Irish step is not an easy sport. For Erin Vaillancourt, the hard work has paid off. She landed herself 21st in the North American Irish Dance Championships. Her passion for Irish step dancing keeps her life pretty busy. This passion started at the age of 4, inspired by the streets in Boston and her family history with the sport. 

“Living in South Boston and growing up there got me into it” explains Erin. “We would always watch the parade on St. Patrick’s Day. My mom also grew up with my teacher, who was popular for how well she danced all over the world.” 

Each competition will differ from the rest. Different components are involved in scoring.

“Every competition is different because of the judges. I could dance well at nationals and the judges really liked me, or I could go to Oireachtas, which is regionals, and dance the best I’ve ever had and the judges still could not like me. so you gotta take everything differently.” 

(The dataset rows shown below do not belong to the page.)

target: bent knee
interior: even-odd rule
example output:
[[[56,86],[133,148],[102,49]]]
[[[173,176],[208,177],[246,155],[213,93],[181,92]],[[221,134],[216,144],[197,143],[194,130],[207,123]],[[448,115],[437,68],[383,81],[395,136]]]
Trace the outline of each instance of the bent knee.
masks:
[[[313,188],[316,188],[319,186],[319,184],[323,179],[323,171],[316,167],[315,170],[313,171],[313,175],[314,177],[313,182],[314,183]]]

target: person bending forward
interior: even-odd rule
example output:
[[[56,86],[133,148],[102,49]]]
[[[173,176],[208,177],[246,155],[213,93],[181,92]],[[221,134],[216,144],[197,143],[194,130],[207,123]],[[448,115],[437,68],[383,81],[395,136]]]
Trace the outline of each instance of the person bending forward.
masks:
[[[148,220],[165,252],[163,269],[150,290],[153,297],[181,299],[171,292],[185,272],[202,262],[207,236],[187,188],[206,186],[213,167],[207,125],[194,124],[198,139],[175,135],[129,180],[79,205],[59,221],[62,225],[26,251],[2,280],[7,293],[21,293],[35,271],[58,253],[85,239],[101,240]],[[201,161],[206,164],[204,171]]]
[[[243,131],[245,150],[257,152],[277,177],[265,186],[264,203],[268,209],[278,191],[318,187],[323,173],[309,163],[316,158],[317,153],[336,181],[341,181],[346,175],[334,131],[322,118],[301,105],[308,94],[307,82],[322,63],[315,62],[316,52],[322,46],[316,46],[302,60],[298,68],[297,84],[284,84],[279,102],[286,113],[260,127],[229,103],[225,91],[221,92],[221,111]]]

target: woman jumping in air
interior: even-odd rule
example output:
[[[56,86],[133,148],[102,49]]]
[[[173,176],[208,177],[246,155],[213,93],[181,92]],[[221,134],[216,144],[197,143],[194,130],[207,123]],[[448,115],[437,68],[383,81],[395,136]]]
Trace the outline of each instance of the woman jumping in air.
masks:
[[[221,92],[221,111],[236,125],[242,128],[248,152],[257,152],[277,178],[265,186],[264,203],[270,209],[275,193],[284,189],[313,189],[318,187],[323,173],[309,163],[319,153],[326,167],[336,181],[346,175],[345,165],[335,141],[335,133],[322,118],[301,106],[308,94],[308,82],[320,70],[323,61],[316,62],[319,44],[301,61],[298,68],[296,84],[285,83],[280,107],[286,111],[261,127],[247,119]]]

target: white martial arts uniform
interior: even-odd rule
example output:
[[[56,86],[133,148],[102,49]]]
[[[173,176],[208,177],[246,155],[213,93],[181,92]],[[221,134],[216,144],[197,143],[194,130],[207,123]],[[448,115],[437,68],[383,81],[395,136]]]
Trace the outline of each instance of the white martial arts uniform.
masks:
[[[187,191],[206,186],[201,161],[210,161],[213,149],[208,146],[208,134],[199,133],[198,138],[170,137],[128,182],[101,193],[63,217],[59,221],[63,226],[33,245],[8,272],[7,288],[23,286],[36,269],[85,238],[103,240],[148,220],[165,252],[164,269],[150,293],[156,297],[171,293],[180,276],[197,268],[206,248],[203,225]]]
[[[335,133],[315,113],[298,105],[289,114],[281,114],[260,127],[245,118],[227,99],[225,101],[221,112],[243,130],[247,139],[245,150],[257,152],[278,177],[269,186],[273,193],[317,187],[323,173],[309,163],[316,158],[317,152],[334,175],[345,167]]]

All sports have their differences and similarities. Like any other sport, there is always some pressure and hard moments involved. For Erin, it was no exception. 

“I didn’t really feel the pressure to keep going but after Covid, I was stuck in a place of not winning” Erin explained. “During that time I wanted to stop but then I kept going and it was worth it.” 

Through her dry period, it was hard to keep going but her strong mindset kept her thriving. 

“I think the drive to win helped me the most, is that in every competition I see a greater improvement because I want to place as high as I can.”

Everyone gets stage fright and it looks different on everyone. In Erin’s case, it would affect her physically. 

“I used to get really bad stage fright up until a year ago. I would get physically sick dancing at a competition,” Erin said, “however, over the past year, I realized that I have no control over how well I place because the judges all have their own opinions.” 

No sport is a cheap sport to support, especially if it is a fully committed sport. The cost of Irish dancing can be shocking to some, but there is a lot to take into account when adding up the cost.

After some thinking Erin explains, “It costs a lot to dance. I go to a cheaper tuition school compared to the other ones around us, however, because of how many competitions I go to the costs add up. Flying to different places to dance, and the costumes, wigs, and shoes together add up. It’s probably upward of 5000 per year trying to combine everything.” 

Some people would see themselves dancing for a long time, even throughout college.

“I’ll probably continue dancing into college but after college, I would probably stop.”